Now you can see that the same word vector, like E_bank, or any other word embedding, is used multiple times during the calculation of the new embedding. But here's the interesting part: these aren't the exact same vectors being reused in different steps.

To make self-attention work, we apply learned linear transformations to each word’s embedding, generating three distinct “flavors” of the same word embedding:

Query (Q): The vector that represents what each word is looking for in other words.
Key (K): The vector that represents the information each word has that others can use.
Value (V): The actual content or meaning that each word contributes to the final representation.

For example, for the word “bank”, we generate:

Q_bank: The query that asks, "What am I looking for in other words to understand 'bank'?"
K_bank: The key that represents what the word "bank" offers to other words.
V_bank: The value, which is the meaning "bank" contributes after the attention process.

This transformation is the first step in making self-attention work.

The Full Mechanism: Step by Step

Let’s now walk through how this transformation unfolds for each word:

Generate Queries, Keys, and Values: For each word in the sentence (“bank,” “grows,” “money”), we generate three vectors: a query (Q), a key (K), and a value (V). These vectors are derived from the original word embeddings by applying learned transformations (matrices).

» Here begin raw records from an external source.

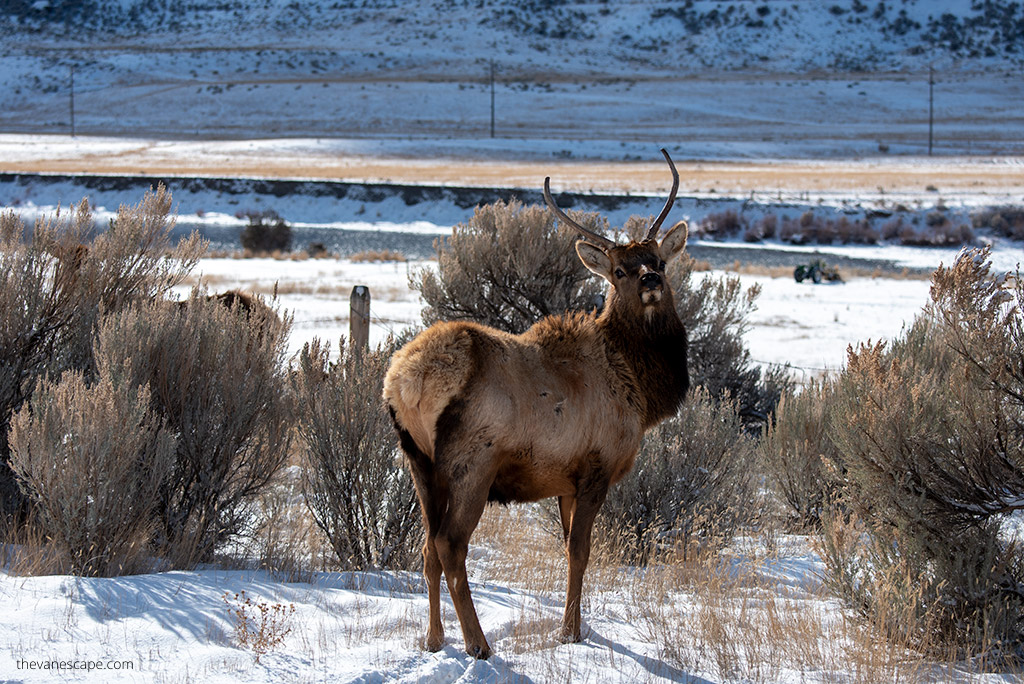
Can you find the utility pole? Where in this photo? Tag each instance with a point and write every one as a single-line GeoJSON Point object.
{"type": "Point", "coordinates": [72, 102]}
{"type": "Point", "coordinates": [492, 97]}
{"type": "Point", "coordinates": [931, 108]}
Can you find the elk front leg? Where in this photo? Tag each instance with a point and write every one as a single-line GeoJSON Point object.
{"type": "Point", "coordinates": [565, 507]}
{"type": "Point", "coordinates": [432, 503]}
{"type": "Point", "coordinates": [578, 549]}
{"type": "Point", "coordinates": [453, 545]}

2. Calculate Attention Scores:

To figure out how much attention each word should give to other words, we calculate a similarity score by taking the dot product of the query of one word and the keys of all the other words.

For instance, to compute how much attention “bank” should pay to “grows” and “money,” we compute the dot product of Q_bank with K_grows and K_money. The result gives us a score for how relevant those words are to "bank."

3. Scale and Normalize the Scores:

To make these similarity scores easier to work with, we scale them by dividing them by the square root of the dimension of the key vectors. This step prevents the dot product scores from getting too large and helps stabilize training.
Then, we pass these scaled scores through the softmax function to normalize them. This gives us the attention weights, which tell us how much influence each word should have in calculating the final representation of “bank.”

4. Weighted Sum of Values:

Now that we have the attention weights, we calculate the new embedding for “bank” by taking the weighted sum of the values for all the words in the sentence.

Each word’s contribution is scaled by its attention weight. So, if “grows” has a higher weight compared to “money,” the new embedding for “bank” will give more importance to the information coming from “grows.”

Mathematically, the new embedding for “bank” looks like this:

New Embedding for “bank”=∑(attention weight)×(value vector)

This process happens in parallel for every word in the sentence.

Why Self-Attention is Powerful

What makes self-attention powerful is its ability to dynamically adjust which parts of a sentence are important for understanding each word. Unlike earlier approaches like recurrent neural networks (RNNs), which process sentences sequentially and may struggle with long-range dependencies, self-attention allows each word to directly access and incorporate information from all other words in the sentence in parallel.

This parallelism, combined with the ability to focus on relevant words dynamically, is what makes self-attention so effective for tasks like machine translation, text summarization, and even models like Transformers, which revolutionized NLP.